The other problem is there is a lot of snake-oil or laetrile available.
The worst was the sales pitch for I think “Codility”. The example concerned a password field, but it would not check for NULL pointers so would segfault. Their demo fixed it by returning if the pointer was null. I was the only one in the room that said, “If you have a bug in a security area, the last thing you want to do is to make it silent. The only thing worse than a crash is a silent failure”.
Then there’s hungarian notation, making sure there are curly braces in the right place, proper useOfUppercase, and other nonsense. Sometimes it is useful, but most often it irrelevant.
C++ was supposed to save the world. Instead it brought bloat and resource leaks since you would have to often trace very deep paths to figure out what one line actually did - and the constructors could allocate any memory, spawn threads, who knows what. But it was “correct” as long as all these monsters, dragons, and ogres were kept hidden. “Why is my disk being accessed all the time?”. It is hard enough to avoid or debug a resource leak when all the code is right in your face. If it is scattered across an archipelago of dynamic objects, forget it. (I remember more than once someone suggested changing the Linux kernel from C to C++).
I would agree that “code is too big and not organized correctly”, but the problem is that the very same code can be written far more compactly and in modules with the proper “fracture lines”. Automated correctness provers will be a plague if it encourages writing 2000 lines and running it through one rather than 200 lines that can be eyeball reviewed.

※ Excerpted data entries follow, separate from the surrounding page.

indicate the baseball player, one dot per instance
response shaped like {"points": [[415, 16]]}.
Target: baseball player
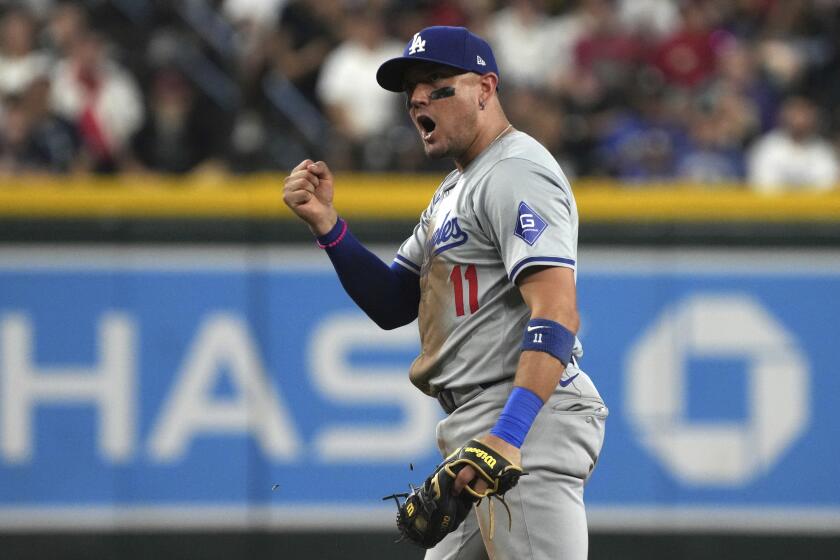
{"points": [[490, 273]]}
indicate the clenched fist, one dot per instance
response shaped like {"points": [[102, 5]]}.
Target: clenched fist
{"points": [[308, 191]]}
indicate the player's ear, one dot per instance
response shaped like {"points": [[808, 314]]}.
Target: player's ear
{"points": [[488, 83]]}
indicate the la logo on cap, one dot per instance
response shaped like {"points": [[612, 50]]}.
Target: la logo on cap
{"points": [[417, 45]]}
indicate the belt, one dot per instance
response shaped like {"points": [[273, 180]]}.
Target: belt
{"points": [[451, 399]]}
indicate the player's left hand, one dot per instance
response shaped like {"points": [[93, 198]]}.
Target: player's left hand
{"points": [[468, 475]]}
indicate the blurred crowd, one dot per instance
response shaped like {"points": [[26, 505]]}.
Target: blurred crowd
{"points": [[710, 91]]}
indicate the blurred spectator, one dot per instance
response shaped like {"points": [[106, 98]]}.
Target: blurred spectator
{"points": [[358, 108], [20, 63], [688, 57], [651, 19], [175, 138], [713, 155], [526, 43], [739, 74], [646, 143], [306, 35], [793, 156], [67, 23], [605, 52], [33, 139], [102, 99]]}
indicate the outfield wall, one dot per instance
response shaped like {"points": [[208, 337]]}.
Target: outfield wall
{"points": [[180, 373], [154, 388]]}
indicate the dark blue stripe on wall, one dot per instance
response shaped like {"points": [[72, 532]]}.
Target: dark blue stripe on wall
{"points": [[527, 260]]}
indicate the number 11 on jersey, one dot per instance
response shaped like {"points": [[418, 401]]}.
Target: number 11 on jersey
{"points": [[458, 285]]}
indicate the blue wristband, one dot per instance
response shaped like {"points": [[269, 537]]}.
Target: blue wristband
{"points": [[544, 335], [334, 236], [517, 416]]}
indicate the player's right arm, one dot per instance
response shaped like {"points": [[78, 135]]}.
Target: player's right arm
{"points": [[308, 192], [388, 295]]}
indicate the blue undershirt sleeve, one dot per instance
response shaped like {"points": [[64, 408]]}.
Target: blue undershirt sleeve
{"points": [[388, 295]]}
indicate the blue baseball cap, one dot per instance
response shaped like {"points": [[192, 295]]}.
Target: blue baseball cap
{"points": [[452, 46]]}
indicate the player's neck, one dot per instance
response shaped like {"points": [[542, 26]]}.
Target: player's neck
{"points": [[487, 137]]}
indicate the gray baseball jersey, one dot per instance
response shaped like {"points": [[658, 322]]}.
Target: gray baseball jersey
{"points": [[511, 208]]}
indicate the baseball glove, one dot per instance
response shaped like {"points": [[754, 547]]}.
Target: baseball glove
{"points": [[431, 512]]}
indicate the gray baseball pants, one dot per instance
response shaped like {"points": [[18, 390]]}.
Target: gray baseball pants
{"points": [[548, 519]]}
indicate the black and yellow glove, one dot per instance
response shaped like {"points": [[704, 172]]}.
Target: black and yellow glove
{"points": [[431, 512]]}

And I would be even stronger about arbitrary projects. There is utterly no point in reviewing anything. Either they are clean and clear and cannot be refactored (except for a different tradeoff which would be immediately obvious), or they need all the strands of spaghetti removed, so it would only be worth it or not to properly and completely refactor such. Reviews can merely state the technical debt - oh, interest on your credit cards is taking up 80% of your monthly income and you are going to go bankrupt shortly.